- Born: August 24, 1880 West Point, Cuming County, Nebraska, United States
- Died: December 20, 1950 (aged 70) Bethesda, Montgomery County, Maryland, United States
- Resting place: Glenwood Cemetery, Washington, District of Columbia, District of Columbia, United States
- Spouse: Emily Baker
- Children: Nancy Jane Dillon
- Scientific career
- Fields: Entomology

= James Chamberlain Crawford =

American entomologist (1880–1950)

James Chamberlain Crawford (1880–1950) was an American entomologist.

==Biography==

===Life===
Crawford was born on August 24, 1880, in West Point, Nebraska, to Judge James Chamberlain Crawford and Catherine Moore.
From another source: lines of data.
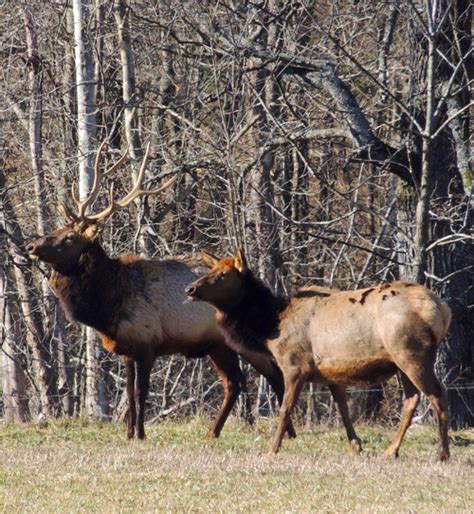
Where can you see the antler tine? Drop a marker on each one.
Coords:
(108, 211)
(66, 213)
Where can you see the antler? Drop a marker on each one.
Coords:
(114, 205)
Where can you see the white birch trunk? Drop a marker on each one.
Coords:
(86, 132)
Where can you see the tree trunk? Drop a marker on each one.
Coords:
(86, 130)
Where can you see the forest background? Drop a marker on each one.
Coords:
(330, 140)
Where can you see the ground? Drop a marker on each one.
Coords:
(77, 466)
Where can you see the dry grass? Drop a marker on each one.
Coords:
(75, 466)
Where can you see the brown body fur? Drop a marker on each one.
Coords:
(138, 307)
(340, 338)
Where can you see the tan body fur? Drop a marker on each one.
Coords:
(336, 338)
(355, 337)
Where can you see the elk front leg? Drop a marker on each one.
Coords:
(132, 409)
(339, 395)
(143, 367)
(227, 366)
(293, 386)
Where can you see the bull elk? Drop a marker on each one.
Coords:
(335, 338)
(138, 305)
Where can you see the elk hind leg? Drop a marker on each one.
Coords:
(412, 398)
(423, 377)
(226, 363)
(339, 395)
(293, 385)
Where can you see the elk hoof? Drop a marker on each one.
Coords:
(355, 447)
(390, 454)
(443, 455)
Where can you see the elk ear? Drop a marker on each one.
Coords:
(93, 231)
(240, 262)
(209, 260)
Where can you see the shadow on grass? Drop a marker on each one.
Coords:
(459, 440)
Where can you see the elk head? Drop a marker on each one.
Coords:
(63, 248)
(222, 286)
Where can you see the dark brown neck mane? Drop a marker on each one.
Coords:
(254, 318)
(92, 291)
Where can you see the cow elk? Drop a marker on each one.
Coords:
(138, 305)
(335, 338)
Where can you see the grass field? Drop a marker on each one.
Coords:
(76, 466)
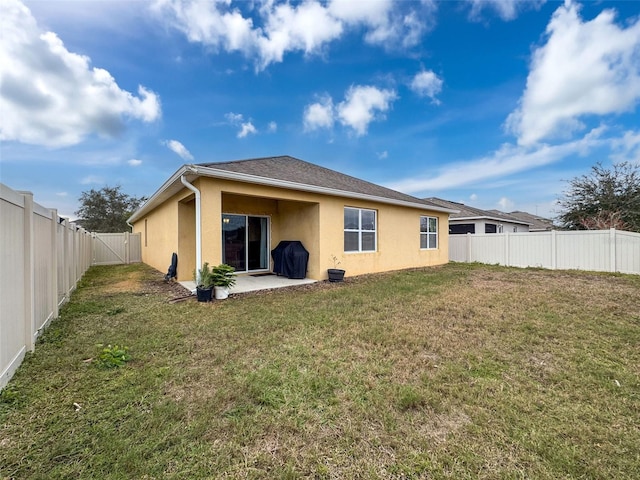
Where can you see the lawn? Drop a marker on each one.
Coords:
(461, 371)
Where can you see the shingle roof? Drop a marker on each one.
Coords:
(466, 211)
(291, 169)
(536, 222)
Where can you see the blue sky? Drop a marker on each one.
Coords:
(493, 103)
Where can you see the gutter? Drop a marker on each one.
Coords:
(194, 170)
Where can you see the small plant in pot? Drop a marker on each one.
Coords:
(335, 274)
(204, 283)
(224, 278)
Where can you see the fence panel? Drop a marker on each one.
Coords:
(530, 250)
(42, 258)
(116, 248)
(627, 252)
(12, 253)
(592, 250)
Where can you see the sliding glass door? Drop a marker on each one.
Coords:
(245, 242)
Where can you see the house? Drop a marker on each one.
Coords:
(474, 220)
(536, 223)
(237, 212)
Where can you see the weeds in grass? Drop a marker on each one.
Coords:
(112, 356)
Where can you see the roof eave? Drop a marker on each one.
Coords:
(273, 182)
(159, 194)
(496, 219)
(199, 170)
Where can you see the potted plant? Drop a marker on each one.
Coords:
(204, 283)
(335, 274)
(223, 277)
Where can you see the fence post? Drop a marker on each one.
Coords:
(29, 277)
(127, 253)
(65, 259)
(554, 250)
(53, 274)
(612, 250)
(507, 263)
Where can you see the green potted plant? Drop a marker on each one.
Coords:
(223, 277)
(335, 274)
(204, 283)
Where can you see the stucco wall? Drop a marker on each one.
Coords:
(317, 220)
(159, 234)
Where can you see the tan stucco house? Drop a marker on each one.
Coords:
(237, 212)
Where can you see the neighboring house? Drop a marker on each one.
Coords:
(536, 223)
(237, 212)
(474, 220)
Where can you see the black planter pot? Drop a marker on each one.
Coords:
(335, 275)
(204, 294)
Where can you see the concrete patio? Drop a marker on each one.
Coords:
(250, 283)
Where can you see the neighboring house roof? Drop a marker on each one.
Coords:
(466, 212)
(286, 172)
(536, 223)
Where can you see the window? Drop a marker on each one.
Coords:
(359, 230)
(462, 228)
(428, 232)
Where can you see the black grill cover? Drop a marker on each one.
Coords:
(290, 259)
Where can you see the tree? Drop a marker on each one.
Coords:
(605, 198)
(107, 209)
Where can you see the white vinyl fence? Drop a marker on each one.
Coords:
(594, 250)
(42, 257)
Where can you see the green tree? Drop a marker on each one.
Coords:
(106, 210)
(605, 198)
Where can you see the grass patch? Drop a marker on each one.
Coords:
(461, 371)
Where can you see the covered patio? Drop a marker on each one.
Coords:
(253, 283)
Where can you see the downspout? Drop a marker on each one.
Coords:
(192, 169)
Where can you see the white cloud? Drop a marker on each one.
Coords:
(362, 105)
(233, 118)
(506, 9)
(427, 84)
(627, 148)
(208, 23)
(319, 115)
(505, 204)
(585, 68)
(178, 148)
(237, 119)
(92, 179)
(305, 27)
(53, 97)
(509, 159)
(246, 129)
(273, 28)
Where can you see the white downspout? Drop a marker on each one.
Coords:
(198, 222)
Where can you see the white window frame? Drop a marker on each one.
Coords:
(360, 230)
(427, 233)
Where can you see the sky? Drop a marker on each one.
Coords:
(493, 103)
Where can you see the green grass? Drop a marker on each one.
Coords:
(461, 371)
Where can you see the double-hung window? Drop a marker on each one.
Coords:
(428, 232)
(359, 230)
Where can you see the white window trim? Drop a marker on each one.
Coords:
(427, 233)
(359, 230)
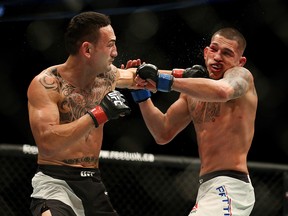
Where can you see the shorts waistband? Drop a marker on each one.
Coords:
(68, 172)
(230, 173)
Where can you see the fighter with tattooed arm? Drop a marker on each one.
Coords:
(68, 105)
(223, 111)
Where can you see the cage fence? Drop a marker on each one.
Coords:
(141, 184)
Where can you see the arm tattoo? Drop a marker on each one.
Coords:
(74, 102)
(239, 80)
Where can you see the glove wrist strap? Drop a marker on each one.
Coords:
(98, 115)
(141, 95)
(164, 82)
(177, 73)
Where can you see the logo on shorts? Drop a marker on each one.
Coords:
(87, 173)
(194, 209)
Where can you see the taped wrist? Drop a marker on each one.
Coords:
(140, 95)
(177, 73)
(98, 115)
(164, 82)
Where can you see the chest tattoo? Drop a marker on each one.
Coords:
(74, 102)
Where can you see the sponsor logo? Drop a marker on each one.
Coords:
(87, 173)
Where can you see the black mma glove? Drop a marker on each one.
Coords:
(197, 71)
(111, 107)
(149, 71)
(140, 95)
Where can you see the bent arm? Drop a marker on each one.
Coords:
(51, 136)
(234, 84)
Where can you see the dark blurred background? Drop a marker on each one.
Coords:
(163, 32)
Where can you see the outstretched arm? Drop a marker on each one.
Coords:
(127, 73)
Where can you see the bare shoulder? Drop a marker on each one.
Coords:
(240, 79)
(42, 85)
(241, 72)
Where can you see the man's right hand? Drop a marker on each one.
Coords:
(112, 106)
(163, 82)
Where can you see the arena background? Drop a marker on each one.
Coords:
(166, 33)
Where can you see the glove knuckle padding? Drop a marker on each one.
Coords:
(114, 105)
(197, 71)
(148, 71)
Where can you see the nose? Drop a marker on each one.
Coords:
(114, 52)
(217, 56)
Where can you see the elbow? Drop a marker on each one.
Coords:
(224, 94)
(163, 139)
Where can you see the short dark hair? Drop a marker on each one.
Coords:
(233, 34)
(84, 27)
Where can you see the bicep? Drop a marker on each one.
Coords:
(43, 111)
(238, 78)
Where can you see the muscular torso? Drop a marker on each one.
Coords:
(224, 131)
(72, 103)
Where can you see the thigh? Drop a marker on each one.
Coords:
(42, 207)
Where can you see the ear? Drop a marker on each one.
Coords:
(86, 49)
(205, 52)
(242, 61)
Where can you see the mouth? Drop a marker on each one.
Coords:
(216, 67)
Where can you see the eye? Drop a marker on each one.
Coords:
(212, 49)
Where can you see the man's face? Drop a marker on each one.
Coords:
(221, 55)
(105, 49)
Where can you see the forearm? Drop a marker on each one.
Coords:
(59, 137)
(203, 89)
(126, 78)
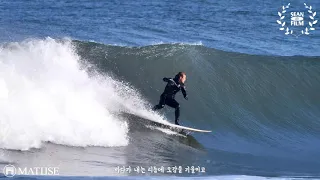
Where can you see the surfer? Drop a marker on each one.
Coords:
(167, 97)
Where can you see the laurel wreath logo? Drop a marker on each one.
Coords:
(283, 24)
(312, 22)
(287, 30)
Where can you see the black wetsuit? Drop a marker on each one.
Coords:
(167, 97)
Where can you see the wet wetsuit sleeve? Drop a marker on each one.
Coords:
(184, 92)
(165, 79)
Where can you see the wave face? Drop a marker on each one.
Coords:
(46, 95)
(263, 110)
(260, 105)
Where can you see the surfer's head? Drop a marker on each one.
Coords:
(181, 77)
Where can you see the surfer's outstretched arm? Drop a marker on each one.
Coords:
(184, 92)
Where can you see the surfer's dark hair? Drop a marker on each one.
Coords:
(180, 74)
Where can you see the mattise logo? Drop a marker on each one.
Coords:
(10, 171)
(302, 22)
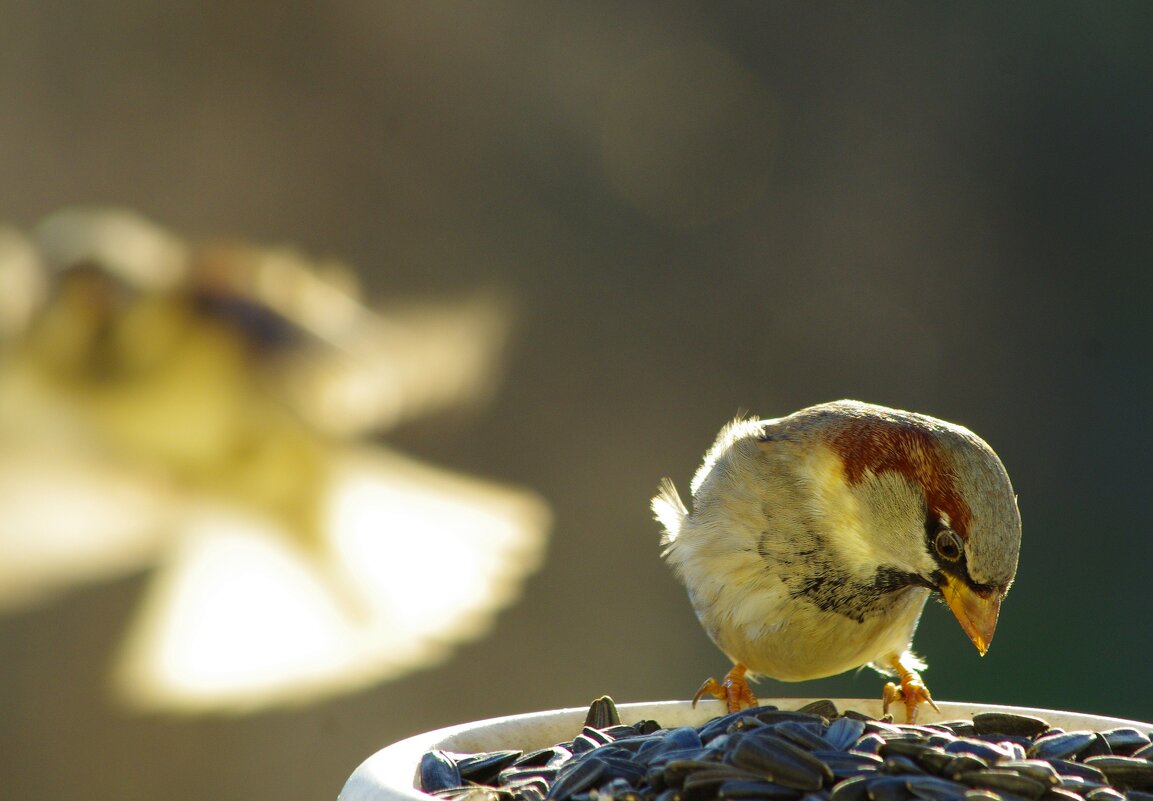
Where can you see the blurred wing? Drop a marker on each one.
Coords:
(417, 559)
(358, 369)
(22, 282)
(384, 369)
(65, 520)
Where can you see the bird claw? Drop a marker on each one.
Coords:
(911, 692)
(733, 690)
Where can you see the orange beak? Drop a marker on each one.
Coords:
(976, 613)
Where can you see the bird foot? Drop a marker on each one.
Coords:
(733, 690)
(911, 692)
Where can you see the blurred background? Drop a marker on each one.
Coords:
(700, 211)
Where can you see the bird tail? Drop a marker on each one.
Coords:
(670, 511)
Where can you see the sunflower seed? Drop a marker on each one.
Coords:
(483, 768)
(1004, 723)
(1061, 746)
(933, 788)
(1125, 740)
(994, 778)
(888, 788)
(843, 732)
(755, 790)
(578, 777)
(811, 754)
(1124, 771)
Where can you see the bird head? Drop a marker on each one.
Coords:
(931, 501)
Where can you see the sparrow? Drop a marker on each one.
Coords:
(815, 539)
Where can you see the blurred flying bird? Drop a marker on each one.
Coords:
(208, 409)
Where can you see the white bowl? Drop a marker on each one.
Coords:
(391, 773)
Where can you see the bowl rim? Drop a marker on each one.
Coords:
(391, 773)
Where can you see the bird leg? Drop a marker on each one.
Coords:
(733, 690)
(912, 690)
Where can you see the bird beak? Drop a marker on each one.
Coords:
(976, 612)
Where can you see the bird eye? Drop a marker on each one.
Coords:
(948, 544)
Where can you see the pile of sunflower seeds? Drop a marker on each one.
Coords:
(813, 754)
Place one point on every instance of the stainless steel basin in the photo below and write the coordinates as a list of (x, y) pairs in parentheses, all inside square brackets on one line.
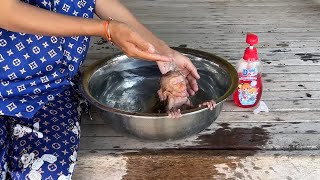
[(124, 89)]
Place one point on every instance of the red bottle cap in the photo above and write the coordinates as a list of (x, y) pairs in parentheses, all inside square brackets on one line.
[(251, 53)]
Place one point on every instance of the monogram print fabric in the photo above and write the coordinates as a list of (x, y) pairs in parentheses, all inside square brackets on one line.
[(34, 68), (45, 146)]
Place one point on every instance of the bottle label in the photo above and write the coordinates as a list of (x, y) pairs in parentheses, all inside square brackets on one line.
[(247, 88), (248, 93)]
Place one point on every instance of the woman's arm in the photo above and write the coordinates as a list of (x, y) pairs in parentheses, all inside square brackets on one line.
[(21, 17), (114, 9)]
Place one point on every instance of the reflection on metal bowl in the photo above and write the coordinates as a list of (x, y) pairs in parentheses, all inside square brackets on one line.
[(124, 89)]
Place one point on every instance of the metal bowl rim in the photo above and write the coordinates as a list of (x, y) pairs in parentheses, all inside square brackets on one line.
[(89, 71)]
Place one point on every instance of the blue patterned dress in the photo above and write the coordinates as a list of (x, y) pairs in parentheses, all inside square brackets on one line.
[(39, 128)]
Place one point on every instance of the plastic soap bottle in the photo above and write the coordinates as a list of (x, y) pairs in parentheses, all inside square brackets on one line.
[(249, 90)]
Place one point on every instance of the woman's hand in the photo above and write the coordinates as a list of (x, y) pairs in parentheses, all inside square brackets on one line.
[(185, 66), (132, 44)]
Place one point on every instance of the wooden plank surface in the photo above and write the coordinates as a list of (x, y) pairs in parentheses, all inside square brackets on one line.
[(281, 144)]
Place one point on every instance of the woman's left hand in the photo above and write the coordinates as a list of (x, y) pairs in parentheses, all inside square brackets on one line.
[(185, 66)]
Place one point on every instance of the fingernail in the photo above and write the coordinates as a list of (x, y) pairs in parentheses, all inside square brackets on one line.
[(151, 48)]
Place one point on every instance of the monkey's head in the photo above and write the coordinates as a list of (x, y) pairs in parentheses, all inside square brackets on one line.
[(172, 83)]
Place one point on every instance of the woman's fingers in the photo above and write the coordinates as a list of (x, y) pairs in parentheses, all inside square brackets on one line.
[(133, 51), (191, 68), (192, 82)]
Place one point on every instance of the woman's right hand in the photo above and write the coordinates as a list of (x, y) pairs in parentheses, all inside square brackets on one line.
[(132, 44)]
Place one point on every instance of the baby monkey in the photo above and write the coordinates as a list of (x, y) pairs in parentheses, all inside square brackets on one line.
[(173, 91)]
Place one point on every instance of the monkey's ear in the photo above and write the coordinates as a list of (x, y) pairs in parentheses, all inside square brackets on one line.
[(162, 95)]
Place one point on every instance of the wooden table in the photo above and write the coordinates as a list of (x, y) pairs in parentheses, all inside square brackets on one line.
[(281, 144)]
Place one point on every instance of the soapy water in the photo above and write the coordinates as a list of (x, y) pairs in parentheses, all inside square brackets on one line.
[(135, 90)]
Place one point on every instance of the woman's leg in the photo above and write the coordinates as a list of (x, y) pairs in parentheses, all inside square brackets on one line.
[(45, 147)]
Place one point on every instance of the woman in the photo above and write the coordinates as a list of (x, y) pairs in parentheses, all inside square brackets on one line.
[(42, 44)]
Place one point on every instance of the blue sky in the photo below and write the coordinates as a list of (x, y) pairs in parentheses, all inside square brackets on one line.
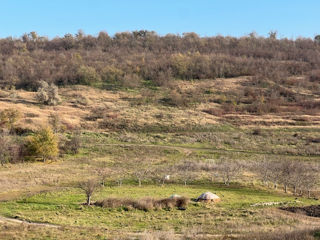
[(291, 18)]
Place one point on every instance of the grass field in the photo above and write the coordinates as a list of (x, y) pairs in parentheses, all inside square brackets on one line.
[(122, 132), (234, 214)]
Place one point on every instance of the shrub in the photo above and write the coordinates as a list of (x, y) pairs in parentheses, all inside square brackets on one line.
[(10, 151), (89, 187), (315, 76), (43, 144), (48, 94), (87, 75), (8, 118), (145, 204), (73, 144)]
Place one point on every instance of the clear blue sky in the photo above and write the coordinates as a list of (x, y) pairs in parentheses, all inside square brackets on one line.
[(291, 18)]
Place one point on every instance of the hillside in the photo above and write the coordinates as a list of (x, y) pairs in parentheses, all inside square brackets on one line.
[(140, 117)]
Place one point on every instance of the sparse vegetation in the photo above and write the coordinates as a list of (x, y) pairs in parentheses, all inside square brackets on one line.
[(139, 117)]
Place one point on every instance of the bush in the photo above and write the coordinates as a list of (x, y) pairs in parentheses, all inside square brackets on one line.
[(48, 94), (145, 204), (10, 151), (87, 75), (43, 145), (8, 118)]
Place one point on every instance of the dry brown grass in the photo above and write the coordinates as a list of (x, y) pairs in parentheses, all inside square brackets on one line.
[(145, 204)]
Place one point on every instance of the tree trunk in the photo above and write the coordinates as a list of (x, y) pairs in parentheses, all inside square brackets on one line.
[(88, 200)]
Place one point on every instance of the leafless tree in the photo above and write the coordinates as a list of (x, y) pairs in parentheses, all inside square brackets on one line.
[(89, 187), (228, 170), (141, 174)]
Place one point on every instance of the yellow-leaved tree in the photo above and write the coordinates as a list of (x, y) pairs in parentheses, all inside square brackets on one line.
[(42, 145)]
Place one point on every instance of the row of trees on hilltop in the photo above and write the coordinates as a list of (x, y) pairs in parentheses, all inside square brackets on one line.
[(127, 58)]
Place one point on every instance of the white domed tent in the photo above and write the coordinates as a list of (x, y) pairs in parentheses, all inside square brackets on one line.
[(208, 197)]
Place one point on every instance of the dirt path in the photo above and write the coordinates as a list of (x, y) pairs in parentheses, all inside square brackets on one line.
[(189, 150), (14, 220)]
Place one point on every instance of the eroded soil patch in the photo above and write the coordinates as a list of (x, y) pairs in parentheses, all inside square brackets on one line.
[(312, 211)]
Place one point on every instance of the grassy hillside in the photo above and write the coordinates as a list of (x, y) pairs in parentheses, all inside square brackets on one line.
[(141, 115)]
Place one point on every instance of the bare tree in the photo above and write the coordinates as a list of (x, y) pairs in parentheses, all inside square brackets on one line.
[(89, 187), (310, 178), (187, 171), (264, 170), (287, 170), (141, 174), (48, 94), (227, 170)]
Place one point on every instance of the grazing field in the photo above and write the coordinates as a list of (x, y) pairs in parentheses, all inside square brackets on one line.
[(241, 210), (125, 123)]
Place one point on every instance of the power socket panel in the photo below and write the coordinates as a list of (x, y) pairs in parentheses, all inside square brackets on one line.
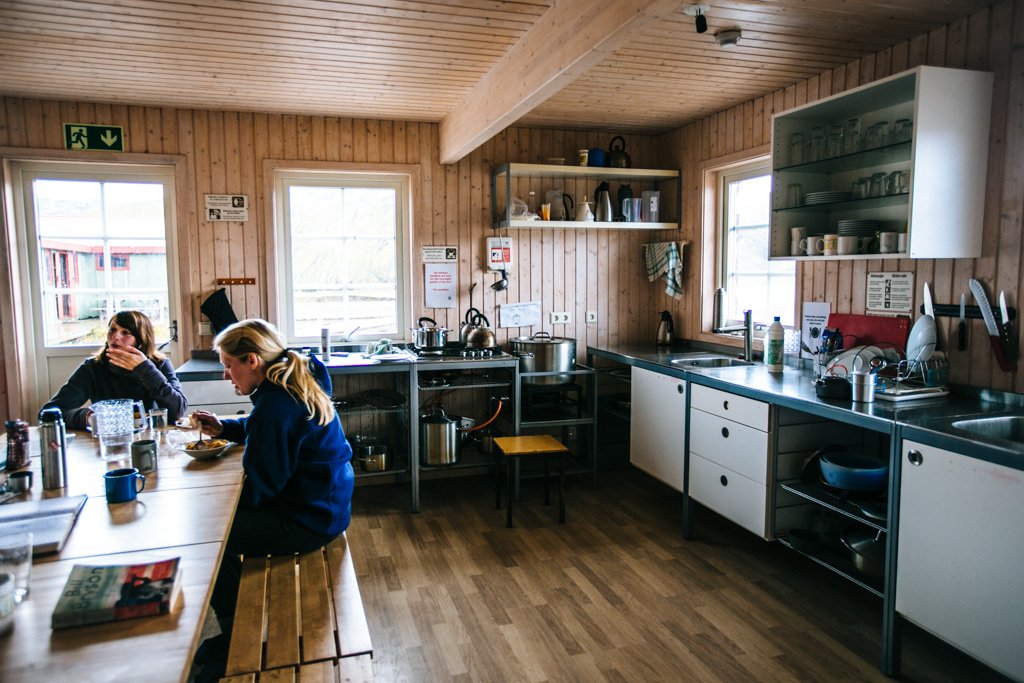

He attended the University of Nebraska and graduated in 1904. He headed the biology department while there. He died on December 20, 1950, the same year that he retired.

===Career===
In 1904, Crawford joined the Bureau of Entomology as a research specialists, in the United States Department of Agriculture. He worked there from 1904 to 1919, after which he worked in a private business for four years, then joined the North Carolina Department of Agriculture. He left the North Carolina Department in 1930, and returned to the Bureau of Entomology and stayed there until his retirement.

In 1907, Crawford became an Assistant Curator in the Division of Insects, in the United States National Museum, and became an Associate Curator in 1911. He continued in this position until 1917, and specialized in the taxonomy of Hymenoptera.

From 1921 until 1930, he studied the Mexican bean beetle, in Black Mountain, North Carolina. He then returned to the Bureau of Entomology until his retirement.